Nunca he visto a un hombre llorando tan abiertamente delante de una mujer. En un momento dado coge una servilleta para secarse la cara.
–Y…, decidme…, ¿fue asesinada? –me pregunta, una vez he terminado–. ¿Ese bruto, o uno de sus favoritos, ordenó que la asesinaran para poder seguir practicando sus vicios sin impedimentos?
Ahora soy yo quien debo mostrarme dubitativa. Sólo hay una respuesta que puedo darle, pero me pregunto qué debo hacer para resultar convincente.
–En realidad, podría haber seguido practicándolos sin impedimento alguno. Y aunque no siento ninguna admiración por su esposo, no alcanzo a comprender cómo podría haber sido asesinada.
–Pero en Dover se encontraba muy bien. Nunca la había visto tan hermosa y radiante.
Sacudo la cabeza.
–Tenía unos dolores terribles, pero había decidido ocultarlo.

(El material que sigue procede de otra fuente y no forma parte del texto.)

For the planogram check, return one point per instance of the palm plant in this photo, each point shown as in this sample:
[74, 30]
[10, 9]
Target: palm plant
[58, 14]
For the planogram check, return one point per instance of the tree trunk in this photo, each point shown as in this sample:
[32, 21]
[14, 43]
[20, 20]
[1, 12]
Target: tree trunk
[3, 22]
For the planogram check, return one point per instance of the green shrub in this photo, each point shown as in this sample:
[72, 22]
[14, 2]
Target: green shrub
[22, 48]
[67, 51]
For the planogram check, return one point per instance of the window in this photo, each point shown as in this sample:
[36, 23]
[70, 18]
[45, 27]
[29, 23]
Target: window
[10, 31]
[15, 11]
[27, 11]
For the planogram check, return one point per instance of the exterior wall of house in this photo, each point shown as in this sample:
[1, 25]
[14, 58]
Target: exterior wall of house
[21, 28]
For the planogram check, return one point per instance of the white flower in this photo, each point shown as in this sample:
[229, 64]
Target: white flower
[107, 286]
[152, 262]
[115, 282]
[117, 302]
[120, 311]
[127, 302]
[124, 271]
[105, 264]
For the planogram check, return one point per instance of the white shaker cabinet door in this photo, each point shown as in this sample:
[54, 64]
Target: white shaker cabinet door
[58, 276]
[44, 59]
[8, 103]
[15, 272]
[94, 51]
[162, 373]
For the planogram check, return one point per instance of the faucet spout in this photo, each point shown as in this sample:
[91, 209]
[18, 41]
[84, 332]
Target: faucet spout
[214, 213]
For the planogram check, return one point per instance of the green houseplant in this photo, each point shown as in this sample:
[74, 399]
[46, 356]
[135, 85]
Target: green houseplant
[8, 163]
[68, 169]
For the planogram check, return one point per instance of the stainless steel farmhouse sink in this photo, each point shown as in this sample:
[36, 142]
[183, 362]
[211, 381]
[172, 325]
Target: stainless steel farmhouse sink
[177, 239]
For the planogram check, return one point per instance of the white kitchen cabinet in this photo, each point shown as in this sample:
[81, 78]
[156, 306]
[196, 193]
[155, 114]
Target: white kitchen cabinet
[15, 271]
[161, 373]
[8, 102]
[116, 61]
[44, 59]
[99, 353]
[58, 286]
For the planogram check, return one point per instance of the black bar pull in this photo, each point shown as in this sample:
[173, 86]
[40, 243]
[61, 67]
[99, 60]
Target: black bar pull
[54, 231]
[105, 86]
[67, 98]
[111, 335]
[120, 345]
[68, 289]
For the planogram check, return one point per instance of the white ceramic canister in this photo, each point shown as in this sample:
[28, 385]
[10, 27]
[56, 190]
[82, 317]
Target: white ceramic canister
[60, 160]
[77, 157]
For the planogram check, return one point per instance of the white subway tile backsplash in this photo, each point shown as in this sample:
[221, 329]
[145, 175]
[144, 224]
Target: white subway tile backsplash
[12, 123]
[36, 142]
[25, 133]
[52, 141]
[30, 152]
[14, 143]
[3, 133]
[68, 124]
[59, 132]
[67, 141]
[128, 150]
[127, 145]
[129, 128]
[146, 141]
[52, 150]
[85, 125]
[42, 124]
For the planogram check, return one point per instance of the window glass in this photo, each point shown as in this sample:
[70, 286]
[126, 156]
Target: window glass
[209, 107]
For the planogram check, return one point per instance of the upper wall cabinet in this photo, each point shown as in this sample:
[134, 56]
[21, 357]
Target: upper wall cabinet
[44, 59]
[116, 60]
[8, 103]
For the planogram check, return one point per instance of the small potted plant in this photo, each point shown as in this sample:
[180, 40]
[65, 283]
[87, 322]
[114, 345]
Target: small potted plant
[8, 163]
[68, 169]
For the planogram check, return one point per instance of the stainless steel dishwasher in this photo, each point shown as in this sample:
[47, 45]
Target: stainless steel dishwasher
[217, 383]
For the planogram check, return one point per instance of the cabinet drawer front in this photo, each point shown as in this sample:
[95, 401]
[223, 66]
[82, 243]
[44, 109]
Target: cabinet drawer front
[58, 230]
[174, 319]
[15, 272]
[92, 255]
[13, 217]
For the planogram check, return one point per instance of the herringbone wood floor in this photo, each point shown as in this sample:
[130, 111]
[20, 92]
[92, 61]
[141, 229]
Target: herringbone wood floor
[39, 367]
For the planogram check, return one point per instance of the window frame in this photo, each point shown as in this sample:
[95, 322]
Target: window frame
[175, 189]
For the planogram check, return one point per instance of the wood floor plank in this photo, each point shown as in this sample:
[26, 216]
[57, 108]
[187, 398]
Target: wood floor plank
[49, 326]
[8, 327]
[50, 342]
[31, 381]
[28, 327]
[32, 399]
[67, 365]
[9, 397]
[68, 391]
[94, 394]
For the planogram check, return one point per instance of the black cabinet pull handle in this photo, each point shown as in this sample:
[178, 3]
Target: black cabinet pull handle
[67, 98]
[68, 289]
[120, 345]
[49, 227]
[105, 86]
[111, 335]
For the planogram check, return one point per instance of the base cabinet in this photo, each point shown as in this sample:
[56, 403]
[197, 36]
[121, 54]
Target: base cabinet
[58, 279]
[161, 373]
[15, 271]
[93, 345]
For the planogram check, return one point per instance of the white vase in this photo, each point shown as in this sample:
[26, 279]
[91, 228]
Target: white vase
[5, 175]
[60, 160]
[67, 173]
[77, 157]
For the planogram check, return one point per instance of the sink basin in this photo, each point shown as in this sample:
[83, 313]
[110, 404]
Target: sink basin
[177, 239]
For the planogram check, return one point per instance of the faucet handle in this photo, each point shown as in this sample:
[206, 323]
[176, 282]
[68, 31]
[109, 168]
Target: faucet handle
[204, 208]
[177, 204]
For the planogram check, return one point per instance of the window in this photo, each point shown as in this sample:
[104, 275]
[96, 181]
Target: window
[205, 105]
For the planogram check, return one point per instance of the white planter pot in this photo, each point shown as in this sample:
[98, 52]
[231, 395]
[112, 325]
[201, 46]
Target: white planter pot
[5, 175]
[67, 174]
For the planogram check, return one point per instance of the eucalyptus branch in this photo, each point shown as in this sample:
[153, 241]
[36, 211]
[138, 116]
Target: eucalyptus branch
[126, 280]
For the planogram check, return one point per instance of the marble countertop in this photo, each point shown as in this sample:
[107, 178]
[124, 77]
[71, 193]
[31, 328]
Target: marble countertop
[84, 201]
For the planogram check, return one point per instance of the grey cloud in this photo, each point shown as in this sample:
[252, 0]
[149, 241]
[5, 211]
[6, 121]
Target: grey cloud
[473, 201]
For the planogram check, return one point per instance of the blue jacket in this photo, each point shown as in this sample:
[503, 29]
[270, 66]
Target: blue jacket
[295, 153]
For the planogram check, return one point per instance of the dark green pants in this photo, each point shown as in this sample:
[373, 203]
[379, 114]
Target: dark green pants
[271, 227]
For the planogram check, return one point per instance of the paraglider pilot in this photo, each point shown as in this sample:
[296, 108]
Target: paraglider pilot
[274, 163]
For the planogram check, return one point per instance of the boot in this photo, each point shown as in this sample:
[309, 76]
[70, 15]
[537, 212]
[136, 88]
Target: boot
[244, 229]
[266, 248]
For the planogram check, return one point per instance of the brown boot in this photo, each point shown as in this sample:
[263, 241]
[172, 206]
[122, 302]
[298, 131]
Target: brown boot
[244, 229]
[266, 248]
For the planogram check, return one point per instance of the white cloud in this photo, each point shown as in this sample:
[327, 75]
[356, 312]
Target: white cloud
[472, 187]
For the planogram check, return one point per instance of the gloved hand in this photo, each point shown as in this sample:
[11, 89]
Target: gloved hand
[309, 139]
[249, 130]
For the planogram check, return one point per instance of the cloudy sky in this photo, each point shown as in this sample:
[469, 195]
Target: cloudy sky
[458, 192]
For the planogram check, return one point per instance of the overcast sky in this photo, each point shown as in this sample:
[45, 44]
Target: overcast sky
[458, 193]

–Los Estuardo somos muy buenos disimulando –dice, casi para sí mismo–. Mostramos muy poco nuestra verdadera forma de ser a los que más nos aman.

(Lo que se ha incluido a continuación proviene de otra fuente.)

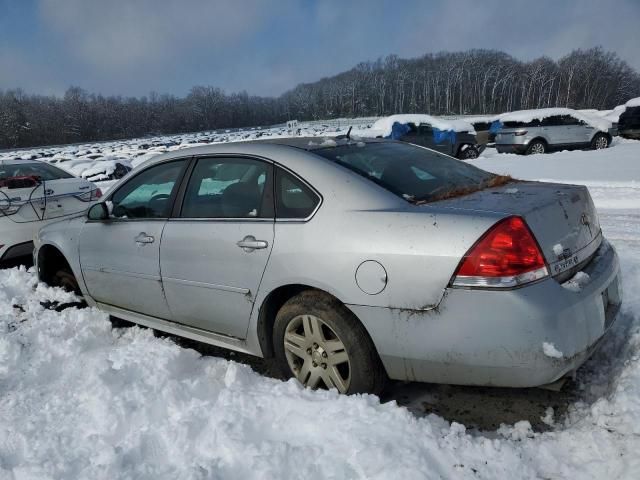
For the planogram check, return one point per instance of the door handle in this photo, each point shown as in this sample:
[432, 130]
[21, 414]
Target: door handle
[144, 238]
[249, 244]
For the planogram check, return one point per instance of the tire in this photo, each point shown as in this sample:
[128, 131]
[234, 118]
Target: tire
[599, 141]
[65, 279]
[320, 342]
[536, 147]
[469, 153]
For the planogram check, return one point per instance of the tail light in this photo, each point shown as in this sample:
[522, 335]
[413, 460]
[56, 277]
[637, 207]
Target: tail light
[507, 255]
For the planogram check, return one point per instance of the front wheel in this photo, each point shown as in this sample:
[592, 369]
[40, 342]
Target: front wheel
[65, 279]
[536, 147]
[322, 344]
[600, 141]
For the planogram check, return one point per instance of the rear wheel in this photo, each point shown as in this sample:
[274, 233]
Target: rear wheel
[65, 279]
[319, 341]
[536, 147]
[600, 141]
[469, 153]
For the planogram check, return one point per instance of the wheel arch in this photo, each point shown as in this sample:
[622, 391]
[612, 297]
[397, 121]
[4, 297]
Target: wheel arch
[540, 138]
[50, 259]
[275, 300]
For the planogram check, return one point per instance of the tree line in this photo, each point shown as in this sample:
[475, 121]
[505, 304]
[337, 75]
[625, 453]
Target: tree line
[446, 83]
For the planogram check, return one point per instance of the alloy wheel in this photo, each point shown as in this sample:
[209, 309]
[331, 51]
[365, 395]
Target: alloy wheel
[316, 355]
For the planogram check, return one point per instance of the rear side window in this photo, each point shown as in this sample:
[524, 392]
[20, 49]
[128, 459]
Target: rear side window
[413, 173]
[294, 199]
[229, 188]
[44, 171]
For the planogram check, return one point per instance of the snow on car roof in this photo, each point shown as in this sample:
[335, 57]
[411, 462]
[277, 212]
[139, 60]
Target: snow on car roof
[538, 114]
[384, 125]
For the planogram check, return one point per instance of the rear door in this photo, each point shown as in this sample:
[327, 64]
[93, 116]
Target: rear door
[555, 130]
[215, 249]
[578, 132]
[120, 256]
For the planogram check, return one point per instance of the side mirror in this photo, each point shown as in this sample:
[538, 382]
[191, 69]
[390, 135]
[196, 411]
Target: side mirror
[99, 211]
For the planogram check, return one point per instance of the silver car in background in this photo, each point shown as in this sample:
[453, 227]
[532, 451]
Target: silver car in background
[550, 129]
[349, 262]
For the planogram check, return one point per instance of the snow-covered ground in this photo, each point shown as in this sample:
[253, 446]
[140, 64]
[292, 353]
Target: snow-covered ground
[80, 399]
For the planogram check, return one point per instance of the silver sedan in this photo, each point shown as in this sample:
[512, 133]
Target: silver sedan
[350, 262]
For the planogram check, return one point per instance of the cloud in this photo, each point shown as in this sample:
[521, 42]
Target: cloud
[128, 33]
[132, 47]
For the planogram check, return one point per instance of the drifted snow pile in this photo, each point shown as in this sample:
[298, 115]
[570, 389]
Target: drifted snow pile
[79, 399]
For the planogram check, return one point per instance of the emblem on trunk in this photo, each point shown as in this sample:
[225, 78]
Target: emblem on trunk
[585, 219]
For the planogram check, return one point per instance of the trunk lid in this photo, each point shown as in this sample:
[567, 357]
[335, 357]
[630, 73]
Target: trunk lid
[61, 199]
[562, 218]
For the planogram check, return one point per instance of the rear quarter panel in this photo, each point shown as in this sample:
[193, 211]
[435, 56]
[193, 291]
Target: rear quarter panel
[419, 248]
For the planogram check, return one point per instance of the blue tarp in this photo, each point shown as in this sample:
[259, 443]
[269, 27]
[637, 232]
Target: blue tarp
[398, 130]
[495, 126]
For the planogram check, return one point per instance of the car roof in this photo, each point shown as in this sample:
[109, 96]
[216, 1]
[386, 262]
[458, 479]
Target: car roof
[262, 147]
[14, 161]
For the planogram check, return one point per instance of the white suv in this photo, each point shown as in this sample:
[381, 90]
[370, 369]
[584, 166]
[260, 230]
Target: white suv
[32, 194]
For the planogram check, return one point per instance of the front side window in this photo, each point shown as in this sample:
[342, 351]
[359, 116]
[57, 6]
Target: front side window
[148, 195]
[228, 188]
[416, 174]
[294, 199]
[44, 171]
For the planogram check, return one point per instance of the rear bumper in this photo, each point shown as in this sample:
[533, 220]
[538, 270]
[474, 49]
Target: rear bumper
[484, 337]
[517, 148]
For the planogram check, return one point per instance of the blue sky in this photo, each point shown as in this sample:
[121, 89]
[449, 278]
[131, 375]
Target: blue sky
[133, 47]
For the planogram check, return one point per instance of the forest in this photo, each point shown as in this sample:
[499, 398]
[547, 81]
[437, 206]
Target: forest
[447, 83]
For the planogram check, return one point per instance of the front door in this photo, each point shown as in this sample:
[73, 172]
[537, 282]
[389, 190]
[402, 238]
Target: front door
[120, 256]
[213, 255]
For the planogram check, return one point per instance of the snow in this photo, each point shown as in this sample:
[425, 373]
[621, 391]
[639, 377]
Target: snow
[383, 126]
[634, 102]
[81, 399]
[550, 350]
[528, 115]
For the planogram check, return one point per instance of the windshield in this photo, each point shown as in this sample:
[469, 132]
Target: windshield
[44, 171]
[416, 174]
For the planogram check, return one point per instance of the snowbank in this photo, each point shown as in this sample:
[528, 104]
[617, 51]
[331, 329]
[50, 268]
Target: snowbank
[79, 399]
[634, 102]
[529, 115]
[383, 126]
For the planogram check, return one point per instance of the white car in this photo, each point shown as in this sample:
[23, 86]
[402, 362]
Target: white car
[32, 194]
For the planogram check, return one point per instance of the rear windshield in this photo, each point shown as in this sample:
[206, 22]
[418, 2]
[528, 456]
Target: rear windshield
[45, 171]
[416, 174]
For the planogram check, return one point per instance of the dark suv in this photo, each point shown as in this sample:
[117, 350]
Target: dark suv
[461, 145]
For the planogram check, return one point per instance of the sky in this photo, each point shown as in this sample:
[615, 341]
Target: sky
[134, 47]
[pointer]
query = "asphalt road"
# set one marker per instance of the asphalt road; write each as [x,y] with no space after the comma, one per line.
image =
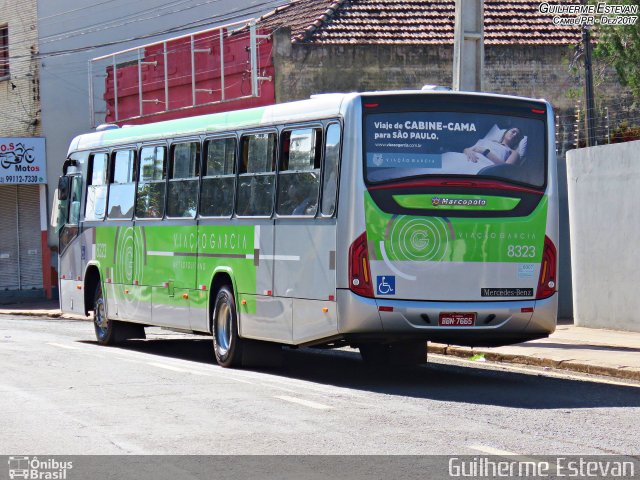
[61,393]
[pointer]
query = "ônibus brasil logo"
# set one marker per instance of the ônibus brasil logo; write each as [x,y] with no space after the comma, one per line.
[465,202]
[34,468]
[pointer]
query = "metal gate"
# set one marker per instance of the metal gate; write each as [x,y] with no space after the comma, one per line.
[20,241]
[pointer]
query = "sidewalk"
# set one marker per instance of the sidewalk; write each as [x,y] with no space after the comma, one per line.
[597,351]
[612,353]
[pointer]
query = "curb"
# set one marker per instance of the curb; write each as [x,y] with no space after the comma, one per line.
[42,314]
[569,365]
[436,348]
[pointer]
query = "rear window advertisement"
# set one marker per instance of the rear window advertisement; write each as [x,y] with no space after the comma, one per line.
[404,145]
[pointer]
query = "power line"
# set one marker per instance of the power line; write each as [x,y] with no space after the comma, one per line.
[234,15]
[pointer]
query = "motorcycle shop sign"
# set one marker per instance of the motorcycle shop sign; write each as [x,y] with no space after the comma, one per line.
[22,160]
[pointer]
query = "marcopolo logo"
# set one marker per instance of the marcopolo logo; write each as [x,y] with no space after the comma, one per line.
[37,469]
[464,202]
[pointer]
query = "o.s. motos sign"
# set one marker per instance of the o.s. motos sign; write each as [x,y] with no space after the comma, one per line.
[22,160]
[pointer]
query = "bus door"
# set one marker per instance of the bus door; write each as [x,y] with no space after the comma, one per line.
[126,298]
[167,242]
[66,221]
[262,316]
[305,236]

–Ella os quería más que a nadie.
–Yo también la quería. –Guarda silencio un momento y luego saca algo de la camisa–. He traído sus cartas. ¿Podríais…?
No puede terminar la frase, pero sé lo que quiere.
–En français?
–Oui. S’il vous plaît.
Abro la primera carta y empiezo a leer.
–Mon cher frère, votre Majesté…
Carlo
Buscad una estancia fría y limpia, sin mugre ni distracciones de cualquier clase.
El libro de los helados
Finalmente, Chiffinch me consiguió un sitio en las cocinas de palacio. Se parecía mucho a la idea que tenía del infierno: una estancia enorme, llena de humo, donde cuatro grandes fuegos ardían día y noche y el olor a carne quemada flotaba en el ambiente como una niebla amarga. Los cocineros trabajaban en unas largas mesas como si fueran costureras: se abalanzaban sobre montones de carcasas de vaca con sus cuchillos de carnicero o troceaban animales tan pequeños que en cualquier otro lugar habrían sido descartados por considerarse incomestibles. Los ingleses, me di cuenta en seguida, estaban obsesionados con la carne, y no les parecía extraño comerla casi a diario. Sin embargo, la ternera, el oso o el cerdo hervido no eran «cocinados» en el sentido con que un francés o un italiano emplearían esa palabra, es decir, elaborando un plato para que fuera más sabroso gracias a las cualidades de un cocinero ingenioso, añadiendo adecuadamente salsas, condimentos o hierbas aromáticas, sino que simplemente se colocaban en un asador hasta que se volvían duros e insípidos. Aparentemente, las verduras y las hierbas aromáticas eran casi desconocidas, y aunque me contaron que de vez en cuando el rey comía fruta cruda, al estilo francés, los cocineros lo consideraban una moda extranjera, y ordenaban que se sirviera con un cuenco o una fuente, «como mandaban los cánones», de postres ingleses, como tarta de frutas, sebo estofado o pudín con frutos secos. Los platos ni siquiera se servían por separado. Todo llegaba a la mesa al mismo tiempo, y cada cocinero ofrecía lo que había preparado: las sopas, los asados y los postres se amontonaban para que los invitados del rey dieran cuenta de ellos. Chiffinch se quedó muy sorprendido cuando le dije que en Francia los platos se servían de uno en uno, como los actos de una obra de teatro.